DS: If you could choose three films that you would love to see restored and bring to the Cinematheque what would they be?
BD: (laughs) Oh God, that’s tough. This really is the toughest question because it really is like a dream.
One off the top of my head that I know of because I did the retrospective recently and I know it’s not restored is The Killing of a Chinese Bookie. Hopefully that one is in the slate sometime soon, because I know there’s been a lot of restoration of Cassavetes lately. The print was fine that we got, it was just a bit worn, but it would be great to see that in a restoration. Hopefully someone will get around to that one soon.
I would love to see Napoleon, the Abel Gance film, in the long version of it. The longest version I can get. I’ve seen the four hour version, but I think there’s a five and a half hour version. That would definitely be up there. There’s actually a lot of silent films that aren’t in the greatest shape though. There would be too many of those to choose from because there’s so many that need a lot of care.

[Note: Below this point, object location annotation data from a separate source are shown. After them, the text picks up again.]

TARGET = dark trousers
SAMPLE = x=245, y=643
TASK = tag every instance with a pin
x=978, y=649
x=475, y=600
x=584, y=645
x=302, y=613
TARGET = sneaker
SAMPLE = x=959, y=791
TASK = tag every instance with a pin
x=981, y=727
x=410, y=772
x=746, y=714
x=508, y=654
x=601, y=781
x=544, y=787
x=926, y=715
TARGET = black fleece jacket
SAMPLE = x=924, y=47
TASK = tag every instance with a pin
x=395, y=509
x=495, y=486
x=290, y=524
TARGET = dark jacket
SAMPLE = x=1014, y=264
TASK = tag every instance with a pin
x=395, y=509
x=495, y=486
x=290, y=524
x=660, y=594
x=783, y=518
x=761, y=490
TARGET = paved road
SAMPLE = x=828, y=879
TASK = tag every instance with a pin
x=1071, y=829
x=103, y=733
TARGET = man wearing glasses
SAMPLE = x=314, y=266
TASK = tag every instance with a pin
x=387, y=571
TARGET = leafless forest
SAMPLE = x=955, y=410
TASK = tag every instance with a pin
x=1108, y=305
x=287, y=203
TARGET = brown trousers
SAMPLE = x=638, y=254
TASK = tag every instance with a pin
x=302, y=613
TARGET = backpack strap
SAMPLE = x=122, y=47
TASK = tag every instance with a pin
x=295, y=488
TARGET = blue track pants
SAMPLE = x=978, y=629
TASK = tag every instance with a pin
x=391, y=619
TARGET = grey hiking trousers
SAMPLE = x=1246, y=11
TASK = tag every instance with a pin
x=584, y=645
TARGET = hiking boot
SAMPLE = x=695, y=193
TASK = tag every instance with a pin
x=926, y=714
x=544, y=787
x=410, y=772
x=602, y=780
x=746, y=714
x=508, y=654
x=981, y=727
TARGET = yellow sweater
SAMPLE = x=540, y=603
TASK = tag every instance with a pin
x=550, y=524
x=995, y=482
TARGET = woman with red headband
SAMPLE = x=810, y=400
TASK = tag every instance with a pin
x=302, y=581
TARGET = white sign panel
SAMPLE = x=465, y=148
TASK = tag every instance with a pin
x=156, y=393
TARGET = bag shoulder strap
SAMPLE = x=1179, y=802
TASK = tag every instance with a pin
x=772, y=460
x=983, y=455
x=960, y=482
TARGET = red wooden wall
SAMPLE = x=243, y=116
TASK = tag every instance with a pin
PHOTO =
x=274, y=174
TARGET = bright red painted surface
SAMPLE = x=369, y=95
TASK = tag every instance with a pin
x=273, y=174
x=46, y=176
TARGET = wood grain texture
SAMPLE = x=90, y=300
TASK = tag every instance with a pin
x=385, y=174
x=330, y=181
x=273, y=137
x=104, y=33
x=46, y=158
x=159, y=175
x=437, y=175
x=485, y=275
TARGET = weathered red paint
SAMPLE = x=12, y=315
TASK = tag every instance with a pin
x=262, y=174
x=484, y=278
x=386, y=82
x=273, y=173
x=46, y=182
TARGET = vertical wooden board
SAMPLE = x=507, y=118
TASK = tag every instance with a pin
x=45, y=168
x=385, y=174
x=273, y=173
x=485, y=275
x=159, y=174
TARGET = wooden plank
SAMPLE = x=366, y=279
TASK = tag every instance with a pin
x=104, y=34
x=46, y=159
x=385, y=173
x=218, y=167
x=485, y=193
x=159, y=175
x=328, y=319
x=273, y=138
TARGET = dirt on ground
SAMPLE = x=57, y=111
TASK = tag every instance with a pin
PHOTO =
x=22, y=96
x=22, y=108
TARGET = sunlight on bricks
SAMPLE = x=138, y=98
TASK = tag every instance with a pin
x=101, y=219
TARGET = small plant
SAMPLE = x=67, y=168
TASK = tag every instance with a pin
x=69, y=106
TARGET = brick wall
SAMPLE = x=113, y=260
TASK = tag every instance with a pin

Actually, a lot of restorations for a lot more recent stuff would be kind of nice, too, because for the past twenty years there’s kind of this window where they aren’t quite old enough to restore but they would be getting harder and harder to find.
DS: And a lot of those are from there era where films started getting shipped to over a thousand screens at a time and prints were just getting thrown out all the time to save space.
BD: Yeah, and oddly enough it’s those films where we often run into the most maddening trouble. Sometimes it’s hard to say if something needs restoration or not because I’m not always privy to the information on what kind of condition all the different elements are in. I know a film I would love to see restored that was a lot more widely seen would be Claire Denis’ US Go Home, an hour long film that she made. It’s rarely ever seen here in North America. It’s extremely hard to find a print of it. It was made for television and I think it’s up there with her best work and I would love to bring it here. I’m not quite sure if it needs restoration though, probably because it’s so hard to track down in the first place. (laughs) But that definitely needs to be seen here in North America.